Doubts hover over the drug’s mechanism of action: molnupiravir acts by binding to the RNA of Sars-CoV-2 with an amino acid [parte de uma proteĂ­na] exchanged, which causes copy errors and prevents replication. However, precisely because it is a kind of “changed key” of the genome, the drug is mutagenic, that is, it can generate mutations in the virus.

“It does induce copying errors in Sars-CoV-2, but a point to make is that we haven’t observed so far a very high number of changes in the viral genome, so maybe the frequency is too low. But of course there are. this possibility needs to be monitored”, explains Fernando Spilki, virologist and coordinator of the Corona-omics Network, an initiative of the Ministry of Science, Technology and Innovation to observe the evolution of the coronavirus in Brazil.

Because some of these errors lead to forms of the virus that are unviable, the concern that such mutants might be selected by evolutionary pressure and “spread” is minor, though not non-existent.

“All this is still in the field of hypotheses, it is not possible to predict which mutations will emerge and whether there will be selection mechanisms, but some examples in the past show viruses acquiring resistance due to the prolonged use of drugs”, he says.

Spilki cites the case of the antiviral oseltamivir, tested against the H1N1 virus and marketed under the name Tamiflu. Its indiscriminate use led to the emergence of resistant strains.

“Any runny nose, the person would go there and take oseltamivir, so in a matter of months there were samples resistant to the drug, but if there is a correct use, with medical supervision, the risk is negligible”, he says.

For Esper KallĂ¡s, infectologist and professor at the Faculty of Medicine at USP, the period of use of the drug, right at the beginning of the infection and for very specific cases in which there is a risk of progression to an aggravated condition of Covid, should make this selective pressure difficult.

“The use of any antiviral will indeed have a small chance of causing mutations, but the biggest concern is when there is a prolonged period of exposure to the drug, because, then yes, the virus can suffer an evolutionary pressure and perpetuate itself”, he explains , who is a columnist for leaf.

As mutations occur randomly, natural selection will only act in those ways that represent some kind of adaptive advantage —because it manages to evade the drug’s mechanism of action or the organism’s defense, for example— or else in the so-called “base selection “.

“It is these mutations that end up being selected together with others that would have an advantage, but this occurs mainly in immunocompromised patients or those who have a chronic infection, and then the selection is no longer related to the use of the drug, but rather with the time of virus replication in the organism, which is debilitated”, he says.

In a note sent to the report, MSD Brasil did not comment on the possibility of resistant strains appearing with the use of the drug.
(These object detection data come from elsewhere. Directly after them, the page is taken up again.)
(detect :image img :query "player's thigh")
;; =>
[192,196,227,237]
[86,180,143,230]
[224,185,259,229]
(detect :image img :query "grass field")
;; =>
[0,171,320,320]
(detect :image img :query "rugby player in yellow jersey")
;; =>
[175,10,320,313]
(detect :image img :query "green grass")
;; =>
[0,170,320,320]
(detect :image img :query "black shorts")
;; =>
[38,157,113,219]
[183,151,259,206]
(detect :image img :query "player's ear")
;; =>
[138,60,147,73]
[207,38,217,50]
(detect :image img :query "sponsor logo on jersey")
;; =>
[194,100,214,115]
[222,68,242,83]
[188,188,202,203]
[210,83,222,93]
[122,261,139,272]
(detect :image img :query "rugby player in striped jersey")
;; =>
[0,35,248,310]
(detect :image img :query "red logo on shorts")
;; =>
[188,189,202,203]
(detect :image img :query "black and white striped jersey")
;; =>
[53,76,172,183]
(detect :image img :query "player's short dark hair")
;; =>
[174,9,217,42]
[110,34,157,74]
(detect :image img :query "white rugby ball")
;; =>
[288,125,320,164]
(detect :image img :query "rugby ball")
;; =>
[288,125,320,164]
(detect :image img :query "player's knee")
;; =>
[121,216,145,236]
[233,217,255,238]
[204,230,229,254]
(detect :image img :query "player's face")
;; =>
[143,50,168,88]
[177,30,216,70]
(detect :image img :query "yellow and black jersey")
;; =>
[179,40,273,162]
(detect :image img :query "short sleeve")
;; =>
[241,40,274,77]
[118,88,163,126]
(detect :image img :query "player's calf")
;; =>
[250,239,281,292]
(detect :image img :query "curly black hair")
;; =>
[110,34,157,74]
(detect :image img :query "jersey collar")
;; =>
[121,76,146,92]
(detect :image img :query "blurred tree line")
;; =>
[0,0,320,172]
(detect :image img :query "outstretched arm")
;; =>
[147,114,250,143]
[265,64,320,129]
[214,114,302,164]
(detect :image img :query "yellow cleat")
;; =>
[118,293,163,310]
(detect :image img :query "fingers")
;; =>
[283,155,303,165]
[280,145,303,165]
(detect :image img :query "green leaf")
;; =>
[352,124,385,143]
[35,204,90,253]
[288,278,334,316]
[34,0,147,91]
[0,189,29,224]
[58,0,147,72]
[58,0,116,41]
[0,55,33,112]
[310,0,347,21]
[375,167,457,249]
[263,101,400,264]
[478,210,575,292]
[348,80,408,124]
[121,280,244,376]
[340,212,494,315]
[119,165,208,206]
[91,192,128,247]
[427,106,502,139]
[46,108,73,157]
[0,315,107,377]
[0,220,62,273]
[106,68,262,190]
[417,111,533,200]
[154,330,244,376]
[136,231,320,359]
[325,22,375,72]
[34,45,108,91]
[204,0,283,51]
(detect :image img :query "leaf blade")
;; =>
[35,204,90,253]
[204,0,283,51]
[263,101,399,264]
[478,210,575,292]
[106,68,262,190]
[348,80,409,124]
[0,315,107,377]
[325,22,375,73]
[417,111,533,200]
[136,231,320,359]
The company highlighted that molnupirvir works by preventing virus replication and has shown consistent clinical efficacy against several variants.

Another antiviral drug used and approved in the treatment of Covid, remdesivir, so far, has not shown the emergence of resistant strains. “However, its use is much more restricted, in hospitals, and it is not as widespread”, explains Spilki.

For specialists, however, the recommendation of treatment with molnupiravir, two pills a day for five days, reduces the risk of occurrence of selective pressure precisely because, at the end of up to four days, the viral load in the body tends to be very low.

“The problem is when there is interruption of treatment or non-adherence to treatment, in these cases, there can be the selection of resistant forms, but from there to leave the field of the individual and spread to the community is a leap of belief” , evaluates KallĂ¡s.

In any case, it will be necessary to carry out constant monitoring and sequencing to identify mutations early on, emphasizes Spilki.

“The main question is at what speed or frequency this can occur. If it is as low as the occurrence, for example, of rare clots after the injection of some vaccines against Covid, from 1 to 250,000 cases, still the benefit of use drug outweighs the risks,” says the virologist.